Baustellen gelten als einer der bedeutendsten und zugleich gefährlichsten Orte. Sie sind voller Risiken und es gibt zahlreiche Verletzungen und Todesfälle, die auf diesen Baustellen auftreten können. Der Hauptgrund dafür ist die Art der dort durchgeführten Arbeiten und die Art der dort verwendeten Ausrüstung. Zugangskontrollsysteme waren ein Durchbruch, um diese und viele andere Probleme zu lösen, einschließlich Einschränkungen, Produktivität, Anwesenheit und Identifizierung. Die Zugangskontrolle auf Baustellen gilt als einer der besten Beiträge zur allgemeinen Sicherheit und zur Förderung sicherer Projektstandorte. Sie trägt dazu bei, fast alle mit dem unbefugten Zutritt zur Baustelle verbundenen Risiken zu mindern. Ohne eine angemessene Zugangskontrolle besteht für die Beteiligten ein erhöhtes Risiko der Nichteinhaltung von Vorschriften, von Zwischenfällen, Vandalismus und Diebstahl.
Wie wird der Zugang zum Gelände kontrolliert?

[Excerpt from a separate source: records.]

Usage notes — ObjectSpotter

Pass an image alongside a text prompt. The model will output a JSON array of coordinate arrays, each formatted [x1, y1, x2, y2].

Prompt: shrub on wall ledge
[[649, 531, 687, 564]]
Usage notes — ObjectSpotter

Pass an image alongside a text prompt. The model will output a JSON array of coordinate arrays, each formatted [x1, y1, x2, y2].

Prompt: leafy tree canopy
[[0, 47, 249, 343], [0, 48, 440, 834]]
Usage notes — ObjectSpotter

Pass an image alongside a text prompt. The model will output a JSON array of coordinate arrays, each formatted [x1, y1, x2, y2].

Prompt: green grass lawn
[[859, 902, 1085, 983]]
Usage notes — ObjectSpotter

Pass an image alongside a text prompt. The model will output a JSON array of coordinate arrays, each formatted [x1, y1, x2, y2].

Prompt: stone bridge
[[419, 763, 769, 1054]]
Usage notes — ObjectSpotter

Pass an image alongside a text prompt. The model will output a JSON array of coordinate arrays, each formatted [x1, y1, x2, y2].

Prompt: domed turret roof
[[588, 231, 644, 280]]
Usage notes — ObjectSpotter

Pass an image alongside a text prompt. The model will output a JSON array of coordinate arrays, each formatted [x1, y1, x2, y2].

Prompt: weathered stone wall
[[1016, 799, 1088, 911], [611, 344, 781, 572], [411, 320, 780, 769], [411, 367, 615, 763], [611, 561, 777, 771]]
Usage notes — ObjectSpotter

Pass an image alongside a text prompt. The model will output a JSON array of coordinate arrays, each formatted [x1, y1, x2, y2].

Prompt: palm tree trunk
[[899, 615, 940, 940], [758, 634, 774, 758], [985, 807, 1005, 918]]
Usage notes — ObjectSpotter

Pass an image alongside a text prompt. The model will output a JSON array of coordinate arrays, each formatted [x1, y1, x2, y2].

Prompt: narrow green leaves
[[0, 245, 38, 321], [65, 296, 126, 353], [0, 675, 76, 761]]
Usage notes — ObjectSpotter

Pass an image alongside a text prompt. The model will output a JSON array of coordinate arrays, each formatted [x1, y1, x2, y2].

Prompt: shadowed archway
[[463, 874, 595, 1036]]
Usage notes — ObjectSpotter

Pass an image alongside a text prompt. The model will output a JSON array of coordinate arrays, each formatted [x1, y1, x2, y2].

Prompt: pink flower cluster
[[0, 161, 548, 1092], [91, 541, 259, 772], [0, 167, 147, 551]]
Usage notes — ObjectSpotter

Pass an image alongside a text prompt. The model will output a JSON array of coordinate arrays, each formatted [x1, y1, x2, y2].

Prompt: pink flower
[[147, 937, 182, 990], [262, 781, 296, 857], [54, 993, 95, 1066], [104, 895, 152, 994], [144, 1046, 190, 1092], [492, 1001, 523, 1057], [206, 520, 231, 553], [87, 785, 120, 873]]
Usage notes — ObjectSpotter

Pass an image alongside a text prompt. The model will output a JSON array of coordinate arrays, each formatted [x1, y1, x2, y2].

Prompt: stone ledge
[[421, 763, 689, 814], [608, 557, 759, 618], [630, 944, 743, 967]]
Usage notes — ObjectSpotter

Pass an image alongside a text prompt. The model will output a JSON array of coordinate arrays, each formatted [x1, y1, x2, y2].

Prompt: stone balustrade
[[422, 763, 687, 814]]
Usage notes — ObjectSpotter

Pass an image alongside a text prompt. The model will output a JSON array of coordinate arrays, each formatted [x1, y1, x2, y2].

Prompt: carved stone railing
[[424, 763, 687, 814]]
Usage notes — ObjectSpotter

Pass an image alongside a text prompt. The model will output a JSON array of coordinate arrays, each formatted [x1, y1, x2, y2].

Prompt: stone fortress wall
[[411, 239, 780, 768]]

Der Zugang zur Baustelle kann durch die Festlegung von Grenzen und den Einsatz geeigneter Zäune kontrolliert werden. Normalerweise hilft es, den Zugang und das Verlassen der Baustelle zu regeln, um sicherzustellen, dass unbefugte Personen ausgeschlossen werden. Auf Baustellen werden in der Regel Perimetersicherheitsmaßnahmen eingesetzt, um eine primäre Grenze für die Zugangskontrolle zu schaffen. So wie die Absperrung, die eine temporäre Konstruktion ist, um Personen davon abzuhalten, sich Zugang zu einer Gefahrenzone oder einer nicht genehmigten Zone zu verschaffen. Zusätzlich zu den Sicherheitszäunen werden auch Drehkreuze oder Sicherheitstore und -wächter eingesetzt, die elektronische Zugangskontrollsysteme (ACS) umfassen. PIN-Codes, magnetische Identitätskarten, Proximity-Token und biometrische Geräte sind Beispiele für ACS, die den Zugang zu Arbeitsplätzen erleichtern. Mit diesen Technologien wird die Berechtigung der Arbeiter für bestimmte Bereiche auf der Baustelle effektiv geprüft, indem menschliche Fehler, die im Allgemeinen mit menschlichen Zugangskontrollmechanismen verbunden sind, ausgeschlossen werden. Darüber hinaus wird der Zugang zur Baustelle in Notfällen gewährleistet, die Bauarbeiten werden in mehreren Phasen durchgeführt, es werden Isolationspunkte für Dienstleistungen angezeigt und die Bauabläufe werden so gestaltet, dass der Zugang zur Baustelle verwaltet und kontrolliert wird.
Wie wird die Sicherheit der Bauarbeiter gewährleistet?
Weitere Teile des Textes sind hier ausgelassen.